Broader implications

The most immediate impact on Canadian businesses and consumers comes from trade policy uncertainty. The Canadian dollar has already dropped to multi-year lows because of the differential in the interest rate and growth rate between Canada and the U.S., alongside the repeated threats of tariffs.

The rapid introduction of tariffs, and the uncertainty it brings, could cause production shutdowns and supply chain paralysis—with some fearing the auto sector could come to a halt within a week.

With the loonie expected to stay low through early 2025, imports would be more expensive and consumers would pay more for goods from the United States. Conversely, a cheaper loonie would benefit exporters.

Tariffs between Canada and the U.S. have precedent. During Trump’s first administration, tariffs on Canadian steel and aluminum—as well as Canada’s reciprocal tariffs—were in place for just over a year.

Given how intertwined the auto industry is and the challenges of establishing a manufacturing footprint, it is not feasible to completely untangle the countries’ auto supply chain.

It’s the importers who pay the tariffs, which would be U.S. producers or distributors in this situation.
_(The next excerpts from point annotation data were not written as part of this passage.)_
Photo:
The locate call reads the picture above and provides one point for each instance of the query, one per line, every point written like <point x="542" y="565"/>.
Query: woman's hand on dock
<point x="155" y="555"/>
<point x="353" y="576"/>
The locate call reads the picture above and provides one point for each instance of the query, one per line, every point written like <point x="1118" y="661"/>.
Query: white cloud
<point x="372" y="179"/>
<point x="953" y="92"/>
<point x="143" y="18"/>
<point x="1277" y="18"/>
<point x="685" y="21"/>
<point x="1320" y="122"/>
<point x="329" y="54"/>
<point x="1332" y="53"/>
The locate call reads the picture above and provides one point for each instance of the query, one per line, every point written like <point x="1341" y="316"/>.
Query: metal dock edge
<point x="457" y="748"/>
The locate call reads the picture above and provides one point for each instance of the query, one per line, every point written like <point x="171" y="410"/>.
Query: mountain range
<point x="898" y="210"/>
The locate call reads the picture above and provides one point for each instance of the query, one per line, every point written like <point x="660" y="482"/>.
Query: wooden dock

Those costs would be passed along to both Canadian and American consumers, lifting inflation and shrinking supply.

The takeaway

The U.S. is Canada’s most important trade partner by a wide margin. Even the notion of new U.S. tariffs casts trade uncertainty over Canadian businesses. The introduction of tariffs could keep the Canadian dollar low and cause an uptick in inflation as possible supply chain disruptions loom.

A drawn-out tariff dispute between Canada and the U.S. would have a prolonged effect on deeply interconnected supply chains and could lead to a complete reshaping of Canada’s manufacturing footprint and trade patterns by pushing companies to redirect investments and diversify trading relationships.

Direct losses from tariffs, alongside second-order effects due to political and economic uncertainty, would have a severe effect on business investment decisions, with companies rolling back their capital investment, expansion projects, research and development, new product launches and acquisitions.